I am no friend of Israel, but I am gravely concerned with the future of American Judaism and how the reduced status of a post First Republic America will be abused to blame America’s Jews for America’s post imperial existence. If Israel is in any way involved in that last great battle — where the First Republic staggers into the sands of the Bible and can’t get up — Americans will echo their German brethren of 1919 and look for simple answers and scapegoats, and I fear they will find the Usual Suspects, and “It Will Happen Here.” We need to find a voice to kill this arrogant argument. Let democracy ring throughout the Middle East.

Paul Tominac
San Francisco, CA


In response to Rabbi Lerner’s editorial on “Middle East Peace Negotiations?” (Tikkun, November/December 2010), an effective peace process will only begin to develop between Israelis and Palestinians when both peoples conclude that neither is to blame for the historical situation they are in. They will only arrive at this judgment when they both realize that (1) ultimately they are both victims, direct and indirect, of the centuries-long historical process of anti-Semitism; (2) this historical process was indifferent to collateral damage to all “innocent bystanders”; and (3) if their historical places had been switched at the beginning of history, each people would most likely have acted in a very similar manner in reaction to the combination of the events of the twentieth century and the cumulative arc of events from the previous centuries. Only then will they be able to officially, unofficially, and subconsciously forgive each other — collectively and individually — for what they have both been provoked into doing to one another.

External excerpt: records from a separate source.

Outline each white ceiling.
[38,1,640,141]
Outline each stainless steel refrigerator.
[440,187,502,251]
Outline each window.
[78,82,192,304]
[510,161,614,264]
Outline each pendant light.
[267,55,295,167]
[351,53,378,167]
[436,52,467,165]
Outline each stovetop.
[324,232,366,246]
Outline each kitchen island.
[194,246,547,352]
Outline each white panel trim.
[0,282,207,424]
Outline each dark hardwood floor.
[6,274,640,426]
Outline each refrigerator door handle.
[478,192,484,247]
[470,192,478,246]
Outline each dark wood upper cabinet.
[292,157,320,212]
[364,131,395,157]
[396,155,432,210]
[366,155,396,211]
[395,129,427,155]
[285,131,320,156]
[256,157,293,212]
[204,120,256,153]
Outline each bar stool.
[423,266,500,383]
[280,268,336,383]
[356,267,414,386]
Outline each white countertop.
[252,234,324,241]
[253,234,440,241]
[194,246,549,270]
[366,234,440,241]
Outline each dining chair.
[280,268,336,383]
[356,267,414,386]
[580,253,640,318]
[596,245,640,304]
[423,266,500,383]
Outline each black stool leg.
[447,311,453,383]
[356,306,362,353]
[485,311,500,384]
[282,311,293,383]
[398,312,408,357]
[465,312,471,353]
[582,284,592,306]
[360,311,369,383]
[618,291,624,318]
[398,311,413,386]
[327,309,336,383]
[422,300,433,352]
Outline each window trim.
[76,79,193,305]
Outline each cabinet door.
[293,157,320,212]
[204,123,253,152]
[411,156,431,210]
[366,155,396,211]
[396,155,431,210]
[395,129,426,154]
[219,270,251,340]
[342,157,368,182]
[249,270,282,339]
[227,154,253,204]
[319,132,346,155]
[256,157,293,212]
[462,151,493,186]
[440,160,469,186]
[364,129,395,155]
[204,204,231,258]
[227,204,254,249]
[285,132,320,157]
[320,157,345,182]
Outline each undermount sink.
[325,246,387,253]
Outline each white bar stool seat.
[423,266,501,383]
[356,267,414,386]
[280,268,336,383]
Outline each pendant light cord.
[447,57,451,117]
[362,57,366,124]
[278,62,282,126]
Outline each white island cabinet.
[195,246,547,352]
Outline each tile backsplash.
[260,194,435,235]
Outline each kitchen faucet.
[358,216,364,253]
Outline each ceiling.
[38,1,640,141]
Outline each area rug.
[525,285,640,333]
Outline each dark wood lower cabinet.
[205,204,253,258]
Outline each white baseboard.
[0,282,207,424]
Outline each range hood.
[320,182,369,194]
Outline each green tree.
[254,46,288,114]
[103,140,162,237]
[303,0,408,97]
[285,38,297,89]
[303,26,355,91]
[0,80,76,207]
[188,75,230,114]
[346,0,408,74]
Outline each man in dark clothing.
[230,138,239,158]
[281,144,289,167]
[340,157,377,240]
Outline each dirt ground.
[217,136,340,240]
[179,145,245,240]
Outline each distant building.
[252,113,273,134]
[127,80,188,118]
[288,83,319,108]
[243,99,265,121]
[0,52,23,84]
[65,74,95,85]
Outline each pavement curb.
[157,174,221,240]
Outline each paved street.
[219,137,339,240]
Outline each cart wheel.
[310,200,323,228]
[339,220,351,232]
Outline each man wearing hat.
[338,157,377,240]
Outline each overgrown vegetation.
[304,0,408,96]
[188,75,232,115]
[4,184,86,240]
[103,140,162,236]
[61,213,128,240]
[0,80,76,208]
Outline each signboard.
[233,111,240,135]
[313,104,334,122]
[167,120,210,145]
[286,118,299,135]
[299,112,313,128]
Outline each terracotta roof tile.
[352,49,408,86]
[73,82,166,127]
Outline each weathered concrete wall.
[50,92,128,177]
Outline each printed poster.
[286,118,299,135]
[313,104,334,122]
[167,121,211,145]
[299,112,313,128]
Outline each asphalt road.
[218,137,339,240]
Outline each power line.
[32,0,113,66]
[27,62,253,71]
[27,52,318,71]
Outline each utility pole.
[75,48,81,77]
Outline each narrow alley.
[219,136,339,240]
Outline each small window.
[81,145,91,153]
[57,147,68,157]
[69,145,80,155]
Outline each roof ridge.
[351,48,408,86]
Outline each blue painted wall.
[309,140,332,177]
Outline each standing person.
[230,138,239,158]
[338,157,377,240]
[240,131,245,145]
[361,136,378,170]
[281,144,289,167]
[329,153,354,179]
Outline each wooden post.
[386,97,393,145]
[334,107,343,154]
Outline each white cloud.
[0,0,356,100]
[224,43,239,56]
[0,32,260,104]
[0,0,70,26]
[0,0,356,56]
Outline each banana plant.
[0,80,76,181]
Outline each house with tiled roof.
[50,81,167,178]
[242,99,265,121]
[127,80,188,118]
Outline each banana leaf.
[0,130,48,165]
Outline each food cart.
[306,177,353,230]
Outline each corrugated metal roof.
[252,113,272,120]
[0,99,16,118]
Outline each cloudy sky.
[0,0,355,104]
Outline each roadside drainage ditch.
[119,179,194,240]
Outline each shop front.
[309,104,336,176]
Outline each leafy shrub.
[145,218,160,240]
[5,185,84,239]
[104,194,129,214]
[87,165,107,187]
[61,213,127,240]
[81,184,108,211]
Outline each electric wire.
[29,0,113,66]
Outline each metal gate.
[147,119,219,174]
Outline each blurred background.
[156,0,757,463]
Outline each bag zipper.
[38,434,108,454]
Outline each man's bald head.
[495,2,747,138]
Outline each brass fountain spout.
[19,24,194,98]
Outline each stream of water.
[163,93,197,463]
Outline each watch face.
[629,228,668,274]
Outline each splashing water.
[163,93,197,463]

The requisite transformative insight is recognition that the historical and cultural forces mounted by the numerous forgotten, unknown, and unacknowledged, as well as obvious third parties in the histories of Europe and North America caused the current Arab-Israeli conflict as surely as heat and water produce steam.

Many post–World War II third parties made mistakes of judgment and/or opportunistically sought to profit from the conflict, or to use it for their own ends, such as diverting attention away from oligarchic corruption and malfeasance. These opportunistic actors may be despicable by today’s standards, but their overall share of blame is very minor compared to the European and North American historical actors through the end of World War II. But their “sins” still loom large enough that they will not want to acknowledge their wrongheadedness, mean-spiritedness, and exploitative behavior. They will, out of necessity, also resist the conclusion that both the Israelis and Palestinians are effectively blameless for their acts in the conflict over land to live on. Some sort of co-catalytic process of both negotiations and larger public and private discussions (with this item of “who’s really to blame” at the top of all the agendas) will most likely be required to develop the prerequisite “non-blame understanding” among the main adversary groups and subgroups.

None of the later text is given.